“Changeling” (2008) – 4/5 Stars


“Changeling” reminds me a lot of 1997 thriller “L.A Confidential” in that it deals with police corruption and P.Ds’ frightening level of power. The problem with that is “Changeling” takes place about 25 years earlier — same police department, same problems, different era. It’s unfortunate how incompetent our criminal justice system was and in many ways still is and that’s what makes “Changeling” such a difficult film to stomach. It invokes rage, sadness, disgust and sympathy — and when you’ve had enough it keeps going. But it’s a beautifully realized period piece and a quality film from all aspects.

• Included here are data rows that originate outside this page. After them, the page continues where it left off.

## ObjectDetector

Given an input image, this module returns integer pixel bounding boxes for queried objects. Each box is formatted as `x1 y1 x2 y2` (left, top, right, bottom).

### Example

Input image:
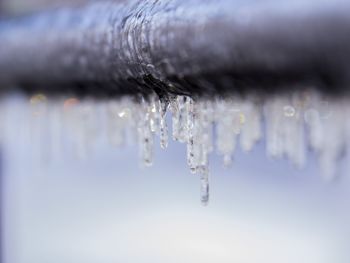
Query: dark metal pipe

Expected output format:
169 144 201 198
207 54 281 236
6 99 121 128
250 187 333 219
0 0 350 96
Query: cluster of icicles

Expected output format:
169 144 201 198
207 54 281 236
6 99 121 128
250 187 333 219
3 91 350 205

Although “Changeling” earned Oscar nominations in deserved categories such as cinematography and art direction, it’s hard to understand why there wasn’t any love for J. Michael Straczynski’s thoroughly reported original screenplay. This is one of those stories that’s so unbelievable and so unsettling that you can’t make it up and despite its length, Straczynski tells it in a compelling and emotional way.

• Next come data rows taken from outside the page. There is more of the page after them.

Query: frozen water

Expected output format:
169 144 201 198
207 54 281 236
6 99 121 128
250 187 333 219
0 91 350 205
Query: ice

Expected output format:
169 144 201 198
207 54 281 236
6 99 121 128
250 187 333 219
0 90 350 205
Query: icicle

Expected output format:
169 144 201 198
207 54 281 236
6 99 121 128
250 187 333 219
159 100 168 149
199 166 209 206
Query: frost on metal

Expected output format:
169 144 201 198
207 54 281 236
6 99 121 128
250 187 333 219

“Changeling” is about Christine Collins (Jolie), an L.A. single mother whose son Walter disappears for several months. When the police find him, she insists right away that he’s not her son and the police department insists that she’s wrong. When the case builds in publicity, she’s shipped off to a psychiatric hospital, but a politically passionate reverend (John Malkovich) as well as a young boy’s story might uncover the truth.

There are so many painful and uncomfortable elements to this story that you wish it weren’t true. You almost want to be spared the emotional agony of all the lying, corruption, torture and death. It’s by no means a horror movie, of course, but each subject matter is heavy. Part of the film, for example, deals with the case of a serial murderer who has killed children. That’s weighty stuff, and while it stirs up our emotions and makes the film more powerful, it doesn’t change that it’s tough to bear.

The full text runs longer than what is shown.